While Capt Wei says it is hard to predict how long the recession would last, “many believe 2009 will constitute the bottom of the recession”. If they are correct, the market will recover by the end of the year.
Capt Wei also sees merger and acquisition opportunities as shipping companies run into financial trouble, or logistics companies expand into shipping to take advantage of low asset prices.
Overall, however, he remains optimistic that the shipping market and wider global economy will recover, as it had done after the five previous crises.
On a personal level, he recognises that management has a particular role to reassure and motivate staff during the downturn.
Within Cosco, each managing director knows they have three people behind them who can take over if they fail.
While such an arrangement might smack of Mao, Capt Wei says that, equally, there is a market economy system when it comes to bonuses.
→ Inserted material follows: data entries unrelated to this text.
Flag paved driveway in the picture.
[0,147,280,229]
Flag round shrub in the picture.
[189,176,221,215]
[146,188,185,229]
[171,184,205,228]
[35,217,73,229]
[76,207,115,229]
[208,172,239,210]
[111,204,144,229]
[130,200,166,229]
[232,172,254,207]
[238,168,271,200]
Good work has resulted in a substantial bonus. “It encourages people to work harder in the future,” Capt Wei says. Surely this is the kind of incentive that Deng would have understood.
It is difficult to imagine Capt Wei leaving Cosco. He has been linked to a raft of government positions, including the mayor of Chongqing and governor of Jiangsu and other provinces.
But as a master and a senior engineer with a doctorate in ship structural design and manufacture, there is a sense that Capt Wei’s work at Cosco is not yet over, especially with the maritime industry in the grip of a worldwide crisis.